Em um momento delicado do filme, Kaspar incomoda a Igreja dizendo que antes de entender ou aceitar a religião, deveria aprender coisas como ler e escrever, para só assim poder compreender alguma outra matéria. Logo, ao exigir um conhecimento anterior à fé, o rapaz consegue definir a questão divina como apenas mais uma criação do homem. Em vários momentos do filme, ele afirma se sentir vazio, e até mesmo, que preferia sua vida quando preso em uma caverna. Porém, é através da arte que ele encontra um preenchimento, até então não conquistado por meio de sua introdução à ciência, lógica ou religião.
Ainda, os laços afetivos que estabelece com a comunidade que o "cria" são capazes de fazê-lo sentir, de fato, um homem (como na cena em que ele
pega o bebê em seu colo, emocionando-se). Em momento algum do filme é possível desvendar o verdadeiro enigma da personagem. Erroneamente, as autoridades locais acreditam que o fato de Kaspar possuir o lado esquerdo do cérebro atrofiado ou o fígado largo, poderia explicar alguma coisa sobre a natureza do rapaz. Mas não.

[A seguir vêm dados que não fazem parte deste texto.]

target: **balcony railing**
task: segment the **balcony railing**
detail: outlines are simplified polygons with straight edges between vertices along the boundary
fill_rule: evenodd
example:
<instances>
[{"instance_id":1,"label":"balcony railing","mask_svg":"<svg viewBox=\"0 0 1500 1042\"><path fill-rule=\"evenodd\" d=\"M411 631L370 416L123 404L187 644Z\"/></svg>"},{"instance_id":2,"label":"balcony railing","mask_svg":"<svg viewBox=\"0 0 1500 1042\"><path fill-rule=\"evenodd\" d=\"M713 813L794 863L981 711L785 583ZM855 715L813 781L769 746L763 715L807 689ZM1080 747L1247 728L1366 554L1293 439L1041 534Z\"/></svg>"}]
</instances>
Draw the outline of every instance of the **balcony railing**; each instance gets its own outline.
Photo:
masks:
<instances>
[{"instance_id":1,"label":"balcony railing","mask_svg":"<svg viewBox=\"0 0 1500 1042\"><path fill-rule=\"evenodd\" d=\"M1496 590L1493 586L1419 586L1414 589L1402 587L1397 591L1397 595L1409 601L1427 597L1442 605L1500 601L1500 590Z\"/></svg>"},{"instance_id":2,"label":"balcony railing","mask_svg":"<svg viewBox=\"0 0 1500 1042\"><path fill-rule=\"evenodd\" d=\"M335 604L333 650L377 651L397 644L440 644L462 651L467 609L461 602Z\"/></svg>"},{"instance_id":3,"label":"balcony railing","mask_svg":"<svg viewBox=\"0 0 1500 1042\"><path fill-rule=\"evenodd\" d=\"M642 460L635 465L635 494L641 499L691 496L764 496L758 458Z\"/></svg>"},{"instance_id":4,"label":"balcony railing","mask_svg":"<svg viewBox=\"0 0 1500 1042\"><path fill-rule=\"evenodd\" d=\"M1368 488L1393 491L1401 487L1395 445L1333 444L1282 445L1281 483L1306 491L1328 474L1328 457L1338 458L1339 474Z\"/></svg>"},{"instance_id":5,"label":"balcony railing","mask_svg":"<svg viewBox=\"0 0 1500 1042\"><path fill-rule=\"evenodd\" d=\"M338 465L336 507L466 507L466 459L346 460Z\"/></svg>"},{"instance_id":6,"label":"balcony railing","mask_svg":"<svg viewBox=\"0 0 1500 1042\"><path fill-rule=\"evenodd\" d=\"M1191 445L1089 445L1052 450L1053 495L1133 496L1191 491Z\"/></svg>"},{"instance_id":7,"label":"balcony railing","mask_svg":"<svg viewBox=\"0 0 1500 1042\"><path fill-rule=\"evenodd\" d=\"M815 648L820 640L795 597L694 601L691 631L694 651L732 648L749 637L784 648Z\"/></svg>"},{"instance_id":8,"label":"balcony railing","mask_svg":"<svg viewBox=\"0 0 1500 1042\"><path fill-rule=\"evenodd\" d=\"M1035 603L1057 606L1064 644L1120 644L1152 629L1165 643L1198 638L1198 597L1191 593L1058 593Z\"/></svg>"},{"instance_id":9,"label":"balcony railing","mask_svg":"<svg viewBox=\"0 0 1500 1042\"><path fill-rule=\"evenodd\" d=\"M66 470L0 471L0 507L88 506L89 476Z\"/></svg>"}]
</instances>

O verdadeiro enigma de Kaspar Hauser transcende a explicação lógica ou científica. Seria o homem de fato um homem, mesmo se não inserido no mundo social? Poderia Kaspar algum dia sê-lo? Ou seria apenas uma aberração de circo? Herzog mostra que as respostas dessas questões são dispensáveis, já que os laços afetivos criados pelo rapaz são capazes de atravessar a questão daquilo que é socialmente aceito.

Kaspar Hauser era apenas um rapaz, criado até os seus 17 anos em uma caverna e sem noção alguma do significado das palavras "afeto" e "sonho", porém que consegue, através da sua vida mundana, estabelecer parâmetros para realizar viagens oníricas e encantar todos aqueles que com ele se importam, como quando conta uma história sem fim.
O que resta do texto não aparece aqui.